Linear PIP Tutorial

In this tutorial, we will learn how to train a Linear Permutationally Invariant Polynomial (PIP) model from scratch using the Methane dataset.

Configuration

We define the hyperparameters for our training. In a script, these might come from command-line arguments, but here we define them directly.

# Configuration parameters
cfg = config_dict.ConfigDict()
cfg.molecule = 'A4B'      # Methane symmetry
cfg.poly_degree = 3       # Polynomial degree
cfg.ntr = 1000            # Number of training points
cfg.nval = 1000           # Number of validation points
cfg.seed = 0              # Random seed

Data Loading

import jax
import jax.numpy as jnp
from ml_collections import config_dict

# MOLPIPx imports
from molpipx import EnergyPIP, PIPlayer as PIP
from molpipx import training, flax_params, mse_loss
from molpipx.pip_generator import get_functions, detect_molecule
from molpipx.utils_training import split_train_and_test_data

# Import the built-in data loader
from molpipx.data import load_methane

First, We need to load the Methane geometry and energy data.

# 1. Load Data
# Returns: (Geometries, Forces, Energies, Atoms)
X_all, _, y_all, atoms = load_methane(energy_normalization=False)

# 2. Split into Training and Validation sets
rng = jax.random.PRNGKey(cfg.seed)
_, key = jax.random.split(rng)

(X_tr, y_tr), (X_val, y_val) = split_train_and_test_data(
    X_all, y_all, cfg.ntr, key, cfg.nval
)

Model Initialization

We need to generate the basis functions (monomials and polynomials) specific to the molecule’s symmetry before initializing the model.

# Detect molecule symmetry and generate functions
mol_dict, mol_sym = detect_molecule(cfg.molecule)
f_mono, f_poly = get_functions(cfg.molecule, cfg.poly_degree)

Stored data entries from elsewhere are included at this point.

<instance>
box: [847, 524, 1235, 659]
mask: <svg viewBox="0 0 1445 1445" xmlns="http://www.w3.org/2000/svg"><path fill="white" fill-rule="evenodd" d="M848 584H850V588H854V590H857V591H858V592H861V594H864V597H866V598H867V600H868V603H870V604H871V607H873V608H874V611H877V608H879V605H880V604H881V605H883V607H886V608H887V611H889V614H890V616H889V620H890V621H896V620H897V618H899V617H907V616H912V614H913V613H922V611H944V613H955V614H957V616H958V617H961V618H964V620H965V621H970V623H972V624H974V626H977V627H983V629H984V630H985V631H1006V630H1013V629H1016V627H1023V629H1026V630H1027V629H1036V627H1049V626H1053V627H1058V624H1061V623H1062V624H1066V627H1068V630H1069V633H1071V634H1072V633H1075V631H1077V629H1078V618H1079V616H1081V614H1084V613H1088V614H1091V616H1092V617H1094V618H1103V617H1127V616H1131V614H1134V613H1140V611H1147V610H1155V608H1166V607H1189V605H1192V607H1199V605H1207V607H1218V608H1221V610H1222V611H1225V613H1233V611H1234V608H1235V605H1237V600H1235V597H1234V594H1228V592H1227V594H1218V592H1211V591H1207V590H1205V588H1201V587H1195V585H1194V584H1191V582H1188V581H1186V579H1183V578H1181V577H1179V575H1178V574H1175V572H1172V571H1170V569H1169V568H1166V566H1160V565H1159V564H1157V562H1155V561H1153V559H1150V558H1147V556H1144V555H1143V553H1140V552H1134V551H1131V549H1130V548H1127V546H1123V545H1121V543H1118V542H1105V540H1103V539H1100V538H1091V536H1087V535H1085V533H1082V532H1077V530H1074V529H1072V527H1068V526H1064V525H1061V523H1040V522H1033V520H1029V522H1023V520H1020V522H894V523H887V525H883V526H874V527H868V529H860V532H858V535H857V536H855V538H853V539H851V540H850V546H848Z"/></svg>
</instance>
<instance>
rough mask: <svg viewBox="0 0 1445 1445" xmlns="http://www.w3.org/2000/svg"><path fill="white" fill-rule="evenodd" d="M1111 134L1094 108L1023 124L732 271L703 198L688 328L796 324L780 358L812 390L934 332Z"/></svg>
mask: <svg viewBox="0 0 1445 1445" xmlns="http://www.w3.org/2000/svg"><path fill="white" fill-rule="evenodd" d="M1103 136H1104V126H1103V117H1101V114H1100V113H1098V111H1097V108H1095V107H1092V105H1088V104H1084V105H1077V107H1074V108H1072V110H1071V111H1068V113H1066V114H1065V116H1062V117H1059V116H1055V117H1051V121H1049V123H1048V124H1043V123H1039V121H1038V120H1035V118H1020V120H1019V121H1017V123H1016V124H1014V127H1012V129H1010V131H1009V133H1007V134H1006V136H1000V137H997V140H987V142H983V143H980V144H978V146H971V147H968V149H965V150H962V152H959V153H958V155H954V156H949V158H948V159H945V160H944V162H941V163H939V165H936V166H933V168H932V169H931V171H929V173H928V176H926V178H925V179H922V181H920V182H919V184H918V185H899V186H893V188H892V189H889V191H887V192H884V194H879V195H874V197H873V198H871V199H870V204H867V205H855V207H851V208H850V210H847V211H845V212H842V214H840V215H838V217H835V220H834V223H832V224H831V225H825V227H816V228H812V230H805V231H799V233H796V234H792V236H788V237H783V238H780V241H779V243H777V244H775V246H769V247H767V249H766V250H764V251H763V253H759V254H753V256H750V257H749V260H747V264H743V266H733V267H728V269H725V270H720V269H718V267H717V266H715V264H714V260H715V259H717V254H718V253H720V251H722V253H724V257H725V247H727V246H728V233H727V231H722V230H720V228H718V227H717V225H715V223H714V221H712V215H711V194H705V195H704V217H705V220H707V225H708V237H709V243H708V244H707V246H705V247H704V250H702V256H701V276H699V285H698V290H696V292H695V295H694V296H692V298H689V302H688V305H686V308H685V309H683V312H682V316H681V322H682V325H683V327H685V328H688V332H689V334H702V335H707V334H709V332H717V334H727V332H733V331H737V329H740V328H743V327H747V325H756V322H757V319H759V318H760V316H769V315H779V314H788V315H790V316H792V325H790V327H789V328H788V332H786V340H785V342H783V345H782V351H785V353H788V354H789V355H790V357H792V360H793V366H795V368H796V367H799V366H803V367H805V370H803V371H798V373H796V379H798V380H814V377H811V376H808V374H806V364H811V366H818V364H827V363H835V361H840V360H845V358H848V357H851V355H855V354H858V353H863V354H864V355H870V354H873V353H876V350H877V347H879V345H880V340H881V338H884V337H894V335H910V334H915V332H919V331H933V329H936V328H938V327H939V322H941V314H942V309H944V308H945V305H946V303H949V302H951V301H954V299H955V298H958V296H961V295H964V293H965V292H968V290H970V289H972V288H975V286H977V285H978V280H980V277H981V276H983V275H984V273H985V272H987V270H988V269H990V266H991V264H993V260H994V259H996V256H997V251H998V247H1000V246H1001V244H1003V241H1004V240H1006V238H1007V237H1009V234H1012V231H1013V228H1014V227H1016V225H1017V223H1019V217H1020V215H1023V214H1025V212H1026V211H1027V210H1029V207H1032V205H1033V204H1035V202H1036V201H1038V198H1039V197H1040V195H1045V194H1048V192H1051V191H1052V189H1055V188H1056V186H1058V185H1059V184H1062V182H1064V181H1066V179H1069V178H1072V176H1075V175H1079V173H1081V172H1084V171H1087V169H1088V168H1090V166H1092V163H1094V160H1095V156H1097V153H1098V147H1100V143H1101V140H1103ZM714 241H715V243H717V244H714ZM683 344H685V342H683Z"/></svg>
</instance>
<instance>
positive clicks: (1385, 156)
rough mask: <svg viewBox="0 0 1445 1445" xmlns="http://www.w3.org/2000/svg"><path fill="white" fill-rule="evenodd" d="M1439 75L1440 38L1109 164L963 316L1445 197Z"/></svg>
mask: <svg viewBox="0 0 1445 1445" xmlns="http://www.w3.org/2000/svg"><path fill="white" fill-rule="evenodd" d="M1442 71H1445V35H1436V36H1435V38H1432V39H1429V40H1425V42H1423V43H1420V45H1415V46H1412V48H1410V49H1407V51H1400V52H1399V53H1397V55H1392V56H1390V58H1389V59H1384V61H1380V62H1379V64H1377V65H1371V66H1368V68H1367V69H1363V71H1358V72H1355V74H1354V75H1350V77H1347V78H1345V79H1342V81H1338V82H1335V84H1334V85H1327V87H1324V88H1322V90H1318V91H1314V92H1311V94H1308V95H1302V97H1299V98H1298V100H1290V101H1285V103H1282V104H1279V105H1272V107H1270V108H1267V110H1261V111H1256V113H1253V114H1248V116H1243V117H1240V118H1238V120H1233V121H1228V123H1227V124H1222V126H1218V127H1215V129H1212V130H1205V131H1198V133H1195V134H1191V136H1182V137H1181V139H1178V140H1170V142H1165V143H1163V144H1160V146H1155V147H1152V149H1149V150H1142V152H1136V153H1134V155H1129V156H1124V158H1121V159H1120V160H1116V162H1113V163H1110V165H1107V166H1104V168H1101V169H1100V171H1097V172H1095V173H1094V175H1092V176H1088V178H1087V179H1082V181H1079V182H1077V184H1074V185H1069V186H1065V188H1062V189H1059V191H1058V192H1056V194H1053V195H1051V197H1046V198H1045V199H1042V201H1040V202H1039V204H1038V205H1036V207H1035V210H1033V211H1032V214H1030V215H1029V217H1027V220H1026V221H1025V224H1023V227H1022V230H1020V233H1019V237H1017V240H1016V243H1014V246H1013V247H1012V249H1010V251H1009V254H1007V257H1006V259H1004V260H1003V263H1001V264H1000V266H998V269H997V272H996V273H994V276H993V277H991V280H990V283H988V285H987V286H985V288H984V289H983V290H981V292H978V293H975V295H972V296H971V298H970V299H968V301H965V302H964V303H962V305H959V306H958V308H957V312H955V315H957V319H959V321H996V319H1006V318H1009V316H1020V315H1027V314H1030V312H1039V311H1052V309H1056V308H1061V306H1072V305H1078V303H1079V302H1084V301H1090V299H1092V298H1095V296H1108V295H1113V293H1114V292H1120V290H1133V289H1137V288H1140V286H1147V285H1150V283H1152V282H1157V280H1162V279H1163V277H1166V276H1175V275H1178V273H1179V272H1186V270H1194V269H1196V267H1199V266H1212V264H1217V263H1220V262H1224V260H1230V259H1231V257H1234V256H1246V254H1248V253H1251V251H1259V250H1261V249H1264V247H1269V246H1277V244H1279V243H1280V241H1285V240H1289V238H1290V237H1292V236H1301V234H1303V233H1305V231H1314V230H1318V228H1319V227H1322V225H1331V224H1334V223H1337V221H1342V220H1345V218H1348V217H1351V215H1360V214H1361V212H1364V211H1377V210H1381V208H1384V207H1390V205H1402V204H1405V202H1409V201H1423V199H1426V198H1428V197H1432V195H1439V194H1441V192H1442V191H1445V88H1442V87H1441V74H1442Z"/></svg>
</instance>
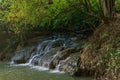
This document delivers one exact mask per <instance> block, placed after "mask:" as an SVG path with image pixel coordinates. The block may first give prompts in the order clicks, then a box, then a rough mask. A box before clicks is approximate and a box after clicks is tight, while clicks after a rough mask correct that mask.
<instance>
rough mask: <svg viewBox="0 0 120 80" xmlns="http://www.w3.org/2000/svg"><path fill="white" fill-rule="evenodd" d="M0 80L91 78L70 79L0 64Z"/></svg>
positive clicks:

# Initialize the PIP Model
# We use 'PIP' for the model structure and 'EnergyPIP' for inference
model_pip = PIP(f_mono, f_poly)
model_energy = EnergyPIP(f_mono, f_poly)

# Initialize parameters using a single data point
params = model_energy.init(key, X_tr[:1])

Training

Since this is a linear model, we can solve for the optimal weights directly using the training function (Linear Least Squares).

# Solve for weights 'w'
w = training(model_pip, X_tr, y_tr)

# Update the parameters with the optimized weights
params = flax_params(w, params)

Evaluation

Finally, we use the trained parameters to predict energies on the validation set and calculate the Mean Squared Error (MSE).

# Predict energies
y_pred_tr = model_energy.apply(params, X_tr)
y_pred_val = model_energy.apply(params, X_val)

# Calculate Loss
loss_tr = mse_loss(y_pred_tr, y_tr)
loss_val = mse_loss(y_pred_val, y_val)

Training Utilities

For training linear models, MOLPIPx provides specialized functions to handle the linear least squares optimization. We use flax_params to handle the conversion between the raw optimized weights and the Flax Pytree structure.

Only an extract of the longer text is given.